Gérard Grisey's Vortex temporum is like a perpetual motion installation in sound, infinitely multi-layered. Spiralling patterns, the long planes that stretch plaintively outwards, the piano providing a varied "heartbeat". Incredible incident, suggesting in Grisey's own words, human breathing, sleeping whales, the movements of birds and insects. "In this imagined microscope", he said, "the notes become sound, a chord becomes a spectral complex, and rhythm transforms into a wave of unexpected duration". Much is written about spectralism, but its essence is in exploring the whole spectrum of sound, dissected even beyond normal perception, assembled in music of refreshing freedom. Messaien's legacy, via Stockhausen (Vivier's teacher), expressing the "rhythm of life".
Different concepts of time and consciousness, but other levels of meaning Each of the three parts is dedicated to a composer and references his own music. The first part honours Gérard Zinsstag, and the second Salvatore Sciarrino about whom there is a lot on this site, like HERE and HERE) and the third Helmut Lachenmann (also lots on this site HERE and HERE). Vibrations, oscillations, percussive dotted rhythms, parallel but contrasting tempi, instruments played in unorthodox ways so you hear sounds from new perspectives. Grisey embeds temporal continuity into this work, like spreading ripples. Ostinato suggests intervals of time being measured, as the music shivers off into infinity. Ironically, Grisey died soon after Vortex temporum was written. His three friends are all still alive. To quote Grisey again, "Vortex temporum is perhaps only a history of the arpeggio in in time and space - from the point of view of our own ears".
The London Contemporary Orchestra are young, so it wouldn't be fair to expect a performance that really does justice to the piece, but they deserve respect. The piano part would tax a Nicholas Hodges or Rolf Hind, so Antoine François did well indeed. At times he made the piano resonate like an organ. Perhaps Grisey was thinking of Et exspecto resurrectionem mortuorum? It's perfectly valid. (read more HERE). But these works are very much chamber pieces, so much credit to to the way these musicians interacted. Congratulations to them for having the guts and committment to tackle this demanding music!
Martin Suckling (b 1981) is one of the rising stars of this generation of composers, and it was good to hear his new de sol y grana. It's based on a poem by Antonio Machado, about bubbles rising into the sunlight. It's written in nine segments, as individual as each bubble. It's closer to a concerto than Grisey's unclassifiable work, and Agata Szymczewska played the violin part vivaciously. This piece reflects Grisey and Vivier in the sense that Suckling develops the idea of perpetual motion and interchange.

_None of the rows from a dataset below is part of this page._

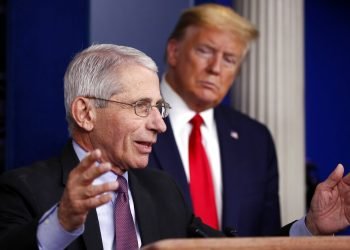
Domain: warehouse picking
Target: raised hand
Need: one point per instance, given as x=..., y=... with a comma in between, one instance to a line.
x=330, y=205
x=80, y=195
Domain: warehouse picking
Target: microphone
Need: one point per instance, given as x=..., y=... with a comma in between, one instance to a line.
x=197, y=231
x=230, y=232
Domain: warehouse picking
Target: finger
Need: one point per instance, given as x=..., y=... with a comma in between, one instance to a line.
x=96, y=190
x=334, y=178
x=89, y=160
x=90, y=174
x=346, y=179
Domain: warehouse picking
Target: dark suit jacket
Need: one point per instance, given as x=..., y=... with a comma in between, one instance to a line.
x=249, y=172
x=27, y=193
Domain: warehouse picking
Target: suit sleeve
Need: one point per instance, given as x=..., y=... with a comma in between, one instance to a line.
x=271, y=210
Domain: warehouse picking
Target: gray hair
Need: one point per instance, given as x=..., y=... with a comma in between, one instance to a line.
x=90, y=73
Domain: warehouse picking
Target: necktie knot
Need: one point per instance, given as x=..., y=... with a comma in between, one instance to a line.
x=196, y=121
x=123, y=185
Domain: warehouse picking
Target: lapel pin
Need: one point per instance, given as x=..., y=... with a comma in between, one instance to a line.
x=234, y=135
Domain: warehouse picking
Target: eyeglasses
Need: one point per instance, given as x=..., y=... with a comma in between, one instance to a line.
x=142, y=107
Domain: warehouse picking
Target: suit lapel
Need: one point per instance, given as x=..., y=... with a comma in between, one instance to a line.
x=230, y=159
x=91, y=235
x=167, y=153
x=144, y=210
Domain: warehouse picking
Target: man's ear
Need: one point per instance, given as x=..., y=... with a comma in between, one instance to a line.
x=172, y=52
x=83, y=113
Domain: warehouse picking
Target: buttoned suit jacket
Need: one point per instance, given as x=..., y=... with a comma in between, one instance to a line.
x=249, y=172
x=27, y=193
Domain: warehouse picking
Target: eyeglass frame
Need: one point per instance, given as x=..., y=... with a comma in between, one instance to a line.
x=163, y=104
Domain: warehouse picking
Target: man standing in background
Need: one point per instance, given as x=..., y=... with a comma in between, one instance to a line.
x=224, y=161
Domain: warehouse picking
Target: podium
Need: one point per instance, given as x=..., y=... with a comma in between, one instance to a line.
x=255, y=243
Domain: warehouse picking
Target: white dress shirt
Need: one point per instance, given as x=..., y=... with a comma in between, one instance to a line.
x=179, y=116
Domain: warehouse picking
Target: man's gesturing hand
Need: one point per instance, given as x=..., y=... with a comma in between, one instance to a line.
x=80, y=195
x=330, y=205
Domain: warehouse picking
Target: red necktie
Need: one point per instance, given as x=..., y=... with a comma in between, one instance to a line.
x=201, y=182
x=124, y=224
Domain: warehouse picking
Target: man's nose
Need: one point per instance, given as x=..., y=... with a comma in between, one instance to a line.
x=214, y=64
x=156, y=122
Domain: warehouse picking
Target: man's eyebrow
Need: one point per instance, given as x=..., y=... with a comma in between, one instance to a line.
x=146, y=99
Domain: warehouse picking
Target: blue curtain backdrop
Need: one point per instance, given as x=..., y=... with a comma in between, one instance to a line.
x=42, y=37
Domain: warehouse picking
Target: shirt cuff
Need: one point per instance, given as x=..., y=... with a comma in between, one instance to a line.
x=51, y=235
x=299, y=229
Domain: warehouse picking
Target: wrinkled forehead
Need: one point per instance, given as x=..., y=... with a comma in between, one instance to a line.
x=137, y=82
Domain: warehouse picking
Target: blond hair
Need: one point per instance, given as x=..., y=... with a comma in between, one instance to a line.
x=215, y=16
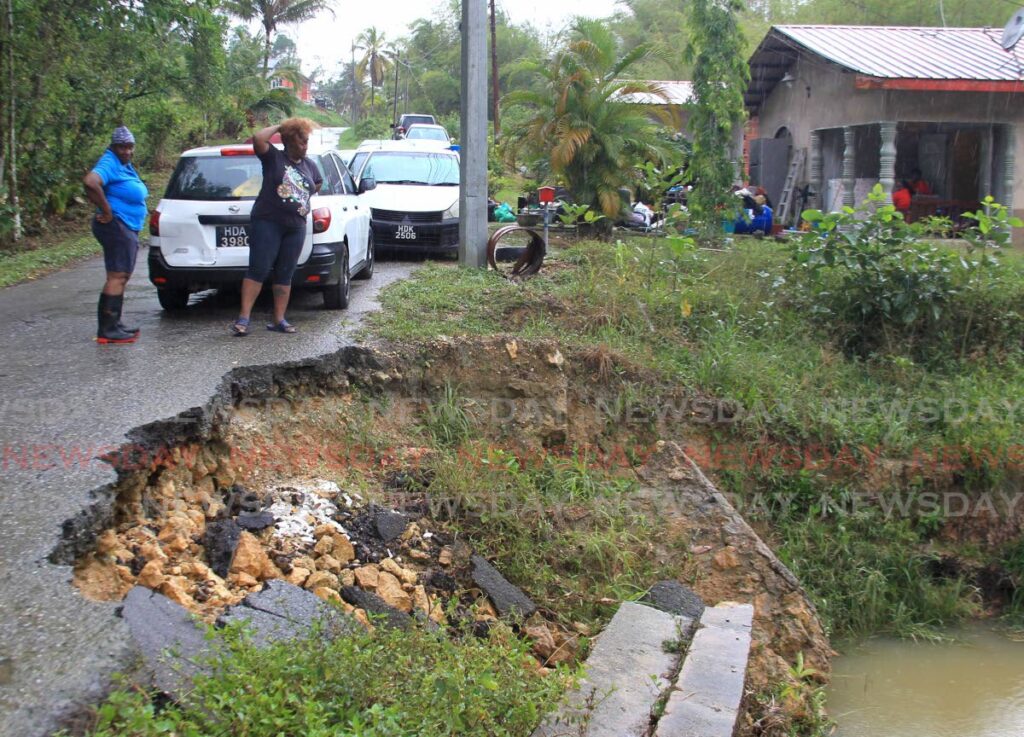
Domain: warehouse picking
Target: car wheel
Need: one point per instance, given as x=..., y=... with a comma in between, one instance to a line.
x=173, y=300
x=336, y=296
x=368, y=270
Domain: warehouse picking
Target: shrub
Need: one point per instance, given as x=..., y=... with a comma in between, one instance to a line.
x=868, y=275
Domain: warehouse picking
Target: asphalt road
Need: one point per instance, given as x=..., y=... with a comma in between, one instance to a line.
x=60, y=393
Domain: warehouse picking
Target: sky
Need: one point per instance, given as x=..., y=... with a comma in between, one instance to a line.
x=325, y=42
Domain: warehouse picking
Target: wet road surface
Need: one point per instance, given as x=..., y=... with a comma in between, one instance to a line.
x=64, y=398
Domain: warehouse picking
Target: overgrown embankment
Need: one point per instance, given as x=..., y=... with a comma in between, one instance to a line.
x=508, y=446
x=885, y=473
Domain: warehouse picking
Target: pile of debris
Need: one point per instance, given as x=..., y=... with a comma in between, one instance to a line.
x=373, y=562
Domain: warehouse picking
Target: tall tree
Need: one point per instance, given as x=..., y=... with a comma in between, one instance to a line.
x=590, y=138
x=720, y=76
x=272, y=13
x=907, y=12
x=376, y=59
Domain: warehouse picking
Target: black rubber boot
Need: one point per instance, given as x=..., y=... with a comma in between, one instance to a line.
x=121, y=326
x=108, y=314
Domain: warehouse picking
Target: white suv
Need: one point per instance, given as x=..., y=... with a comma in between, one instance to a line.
x=415, y=205
x=200, y=230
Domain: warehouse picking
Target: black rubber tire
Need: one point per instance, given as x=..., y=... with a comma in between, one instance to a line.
x=336, y=296
x=368, y=270
x=173, y=300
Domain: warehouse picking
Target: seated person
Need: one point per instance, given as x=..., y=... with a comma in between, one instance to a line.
x=757, y=215
x=918, y=183
x=902, y=198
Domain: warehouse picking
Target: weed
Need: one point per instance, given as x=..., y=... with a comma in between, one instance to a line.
x=365, y=684
x=446, y=422
x=727, y=327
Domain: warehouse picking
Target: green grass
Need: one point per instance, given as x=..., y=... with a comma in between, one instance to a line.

It's joyful, with nice colours, though could do with more translucence. Suckling is very promising indeed, and definitely worth hearing, but no-one compares to Gérard Grisey. On the other hand, I suspect that Grisey would have been delighted to hear this concert at the Spitalfields Winter Music Festival for it proves the basic premise of Vortex temporum, that creativity is a continuum. Artists die, but their ideas pass on to others.